The defendant stole a color television set from the Truck Ranch Motel, Pendleton, Oregon. He was first tried by a jury for burglary not in a dwelling, ORS 164.240. After the parties rested, the court entered a judgment of acquittal because he determined the motel was a dwelling. The defendant was then, in the case at bar, charged with grand larceny of the television set, ORS 164.310. The jury found the defendant guilty.
The crime of larceny requires proof of additional and different material facts or evidence than those required for conviction of the charge of burglary not in a dwelling. In accordance with the reasoning stated in my dissenting opinion in State v. Brown, 94 Or.Adv.Sh. 1591, 497 P.2d 1191 (1972), I do not reach the question of retroactivity of the rule laid down by the majority in Brown. I would hold defendant's conviction of grand larceny to be valid.
Notwithstanding the above, I concur with Mr. Justice McAllister's opinion wherein it is stated that the rule laid down in Brown should be applicable "only when the prosecution upon which a former jeopardy claim is based began after May 24, 1972, the date Brown was decided."
NOTES
[1] ORS 164.240 repealed, Oregon Laws 1971, ch. 743, § 432.
[2] ORS 164.230 repealed, Oregon Laws 1971, ch. 743, § 432.
[3] The Court of Appeals' opinion recites that petitioner was "convicted" of the burglary, and that the conviction was thereafter "nullified" by the trial court. This statement appears to be in error; so far as we can determine, as stated above, the trial court granted an acquittal at the close of the state's case in chief, and the burglary charge was never submitted to a jury.

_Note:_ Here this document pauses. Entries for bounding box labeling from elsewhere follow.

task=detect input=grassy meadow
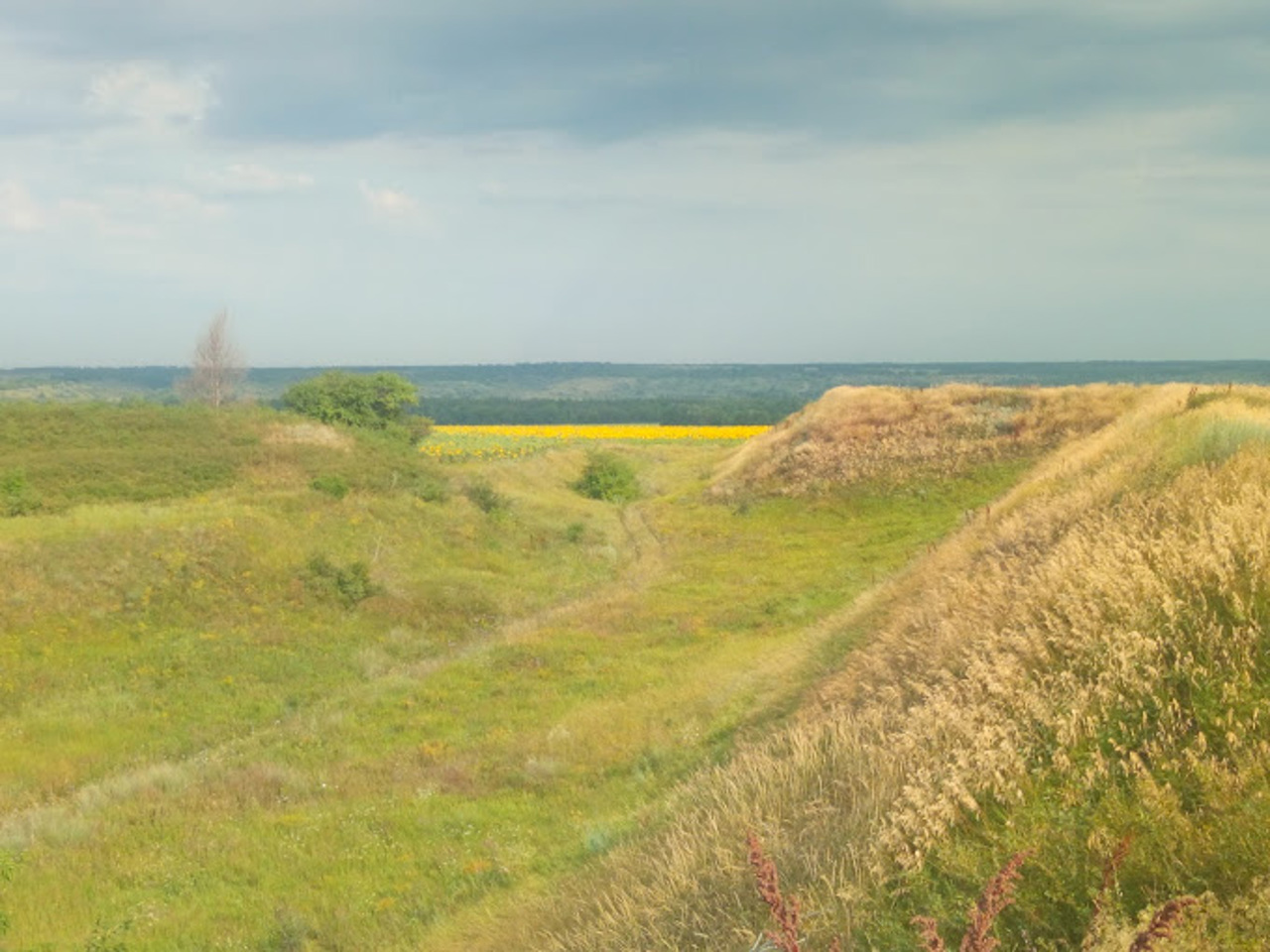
[532,386,1270,952]
[0,403,1026,952]
[0,386,1270,952]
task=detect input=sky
[0,0,1270,367]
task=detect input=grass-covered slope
[0,404,1028,952]
[527,387,1270,951]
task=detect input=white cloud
[86,60,216,126]
[893,0,1262,23]
[358,180,419,218]
[205,163,314,194]
[0,181,49,231]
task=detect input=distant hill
[0,361,1270,424]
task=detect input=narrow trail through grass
[0,416,1025,952]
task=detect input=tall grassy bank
[532,387,1270,951]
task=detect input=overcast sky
[0,0,1270,367]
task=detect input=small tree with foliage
[282,371,431,439]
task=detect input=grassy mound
[713,385,1143,496]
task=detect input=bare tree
[183,311,246,407]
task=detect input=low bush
[463,480,512,514]
[0,470,42,516]
[304,554,381,608]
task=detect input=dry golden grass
[532,387,1270,951]
[713,385,1143,496]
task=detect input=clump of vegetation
[304,553,382,608]
[309,473,348,499]
[282,371,432,443]
[463,479,512,516]
[0,470,44,516]
[572,450,640,503]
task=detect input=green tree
[282,371,431,438]
[571,450,640,503]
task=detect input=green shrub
[282,371,431,440]
[463,480,512,513]
[410,472,449,503]
[305,554,382,608]
[0,470,42,516]
[309,476,348,499]
[572,450,640,503]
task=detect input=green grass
[0,405,1024,951]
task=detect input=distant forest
[0,361,1270,424]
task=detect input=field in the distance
[0,404,1034,951]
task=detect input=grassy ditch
[0,398,1025,949]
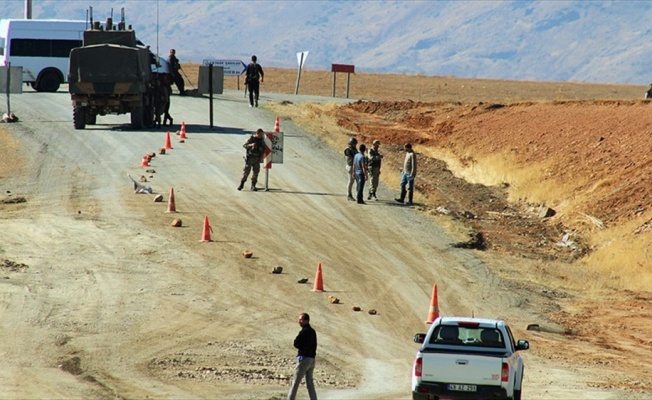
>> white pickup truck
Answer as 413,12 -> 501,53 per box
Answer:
412,317 -> 530,400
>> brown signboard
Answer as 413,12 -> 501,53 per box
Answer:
331,64 -> 355,74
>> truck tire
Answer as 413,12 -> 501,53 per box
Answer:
131,106 -> 145,129
86,112 -> 97,125
72,106 -> 86,129
36,71 -> 61,92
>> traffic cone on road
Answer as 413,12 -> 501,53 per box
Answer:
274,116 -> 281,132
426,284 -> 439,324
166,188 -> 177,212
165,131 -> 172,150
179,121 -> 188,139
312,263 -> 324,292
200,216 -> 213,242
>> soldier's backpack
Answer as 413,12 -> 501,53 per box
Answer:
247,63 -> 260,81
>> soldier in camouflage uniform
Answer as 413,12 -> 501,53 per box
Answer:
238,129 -> 265,192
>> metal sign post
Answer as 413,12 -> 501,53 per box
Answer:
7,62 -> 11,115
331,64 -> 355,99
208,63 -> 213,129
294,51 -> 308,94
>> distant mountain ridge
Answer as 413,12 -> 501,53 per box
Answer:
0,0 -> 652,84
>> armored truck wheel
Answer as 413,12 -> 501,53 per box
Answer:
86,111 -> 97,125
131,106 -> 145,129
72,106 -> 86,129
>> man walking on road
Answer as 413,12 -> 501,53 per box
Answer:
238,129 -> 265,192
353,144 -> 369,204
245,56 -> 265,107
367,140 -> 383,200
288,313 -> 317,400
344,138 -> 358,201
394,143 -> 417,206
168,49 -> 186,96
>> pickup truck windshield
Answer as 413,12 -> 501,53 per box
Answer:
428,325 -> 505,349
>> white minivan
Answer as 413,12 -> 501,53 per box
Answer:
0,19 -> 87,92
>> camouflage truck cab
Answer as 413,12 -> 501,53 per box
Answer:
68,12 -> 154,129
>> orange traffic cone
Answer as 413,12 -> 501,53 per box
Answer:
274,117 -> 281,132
312,263 -> 324,292
426,284 -> 439,324
200,216 -> 213,242
166,188 -> 177,212
165,131 -> 172,150
179,121 -> 188,139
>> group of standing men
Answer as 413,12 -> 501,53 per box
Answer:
344,137 -> 417,205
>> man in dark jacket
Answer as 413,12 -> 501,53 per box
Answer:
288,313 -> 317,400
168,49 -> 186,96
238,129 -> 265,192
245,56 -> 265,107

[4] State v. Allen, 248 Or. 376, 434 P.2d 740 (1967); State v. Dills; Stice, 244 Or. 188, 416 P.2d 651 (1966).
[5] State v. Thompson, 253 Or. 430, 452 P.2d 754, 455 P.2d 179 (1969).
[6] Guse v. Gladden, 243 Or. 406, 414 P.2d 317 (1966); Elliott v. Gladden, 244 Or. 134, 411 P.2d 287 (1966).
[7] Haynes v. Cupp, 253 Or. 566, 456 P.2d 490 (1969); see, also, North v. Cupp, 254 Or. 451, 461 P.2d 271 (1969).
[1] The suggestion for liberalizing the rules for amending indictments would not require legislation. However if this court undertook the task of modernizing the rules of amending indictments, it would be necessary for us to repudiate some of our previous decisions, for example, State v. Russell, 231 Or. 317, 372 P.2d 770 (1962) and State v. Moyer, 76 Or. 396, 149 P. 84 (1915).
[2] For a more specific treatment of the problem, see Mooreland, Modern Criminal Procedure, ch. 19 (1959); Orfield, Criminal Procedure from Arrest to Appeal, pp. 233-247 (1947); Comment, Criminal Law Double Jeopardy Appeals by Prosecution, 9 U.Det.L.J. 93 (1946); Miller, Appeals by the State in Criminal Cases, 36 Yale L.J. 486 (1927); Steffen, Concerning Double Jeopardy and the New Rules, 7 Fed.B.J. 86 (1945); Statutory Implementation of Double Jeopardy Clauses: New Life for a Constitutional Guarantee, 65 Yale L.J. 339 (1955); Kirchheimer, The Act, The Offense and Double Jeopardy, 58 Yale L.J. 513 (1949); Hall, Objectives of Federal Criminal Procedural Revision, 51 Yale L.J. 723 (1942); Note, Criminal Law Amendment of Indictment Variance, 37 Yale L.J. 383 (1928).